Number of ways to put two different knights on a chessboard so they attack each other

Question

This question is in my textbook:

What is the number of ways to put two non-identical knights on a chessboard so they attack each other?

My solution:

If two knights attack each other, they can be fit inside a $2 *3$ rectangle. There are $84$ ways to pick a $2 *3$ rectangle from the chessboard(horizontal and vertical) and there's $4$ ways to put $2$ non-identical knights inside such a rectangle so the answer is $4*84=336$.

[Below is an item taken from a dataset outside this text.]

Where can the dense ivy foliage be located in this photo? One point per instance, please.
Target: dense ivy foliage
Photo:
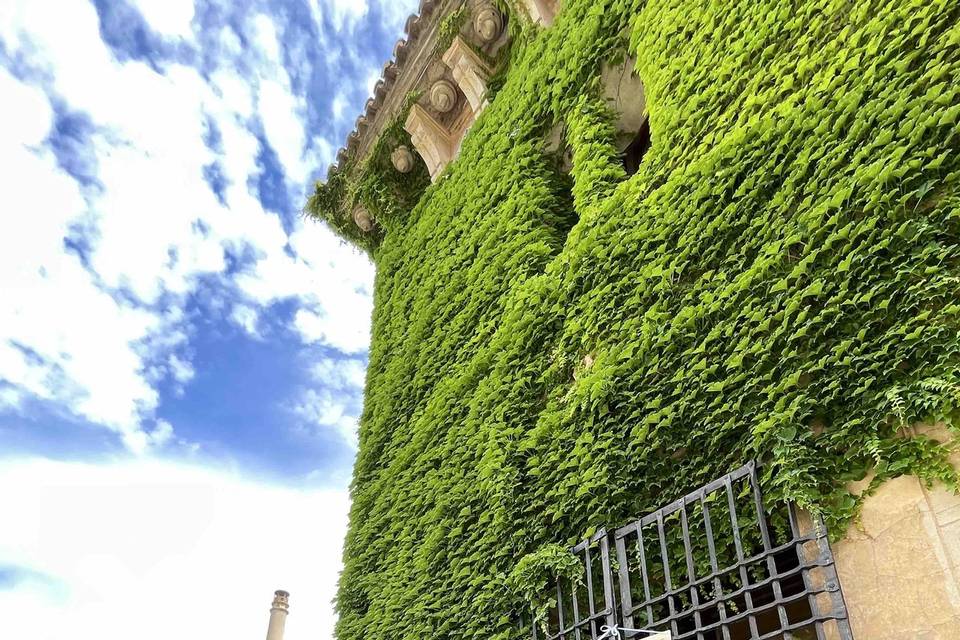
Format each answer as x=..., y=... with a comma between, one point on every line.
x=779, y=281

But my textbook says it's $672$. I checked out this question and it said the number of ways to put $2$ attacking identical knights in a $n*n$ board is $4(n-1)(n-2)$ and substituting $8$ yields $4*7*6 = 168$. Note that since the knights are non-identical, we need to multiply $168$ by $2$ which results in the same answer as mine. So I'm fairly certain my answer is right and the textbook's is wrong but I wanted to make $100\%$ sure.

Thank you in advance!

Answer 1

Number of $ 2 * 3 $ rectangles is: $ (n - 2)(n - 1) + (n - 1)(n - 2) = 2(n - 1)(n - 2) $. In the $ 2 * 3 $ rectangle like this:

c1 c2 c3
c4 c5 c6

c1 horse atacks only c6, and c3 horse atacks only c4. But, since the horses are non-identical, we have $ 2 * 2 = 4 $ possible combinations.
Therefore, the answer is $ 8(n - 1)(n - 2) $.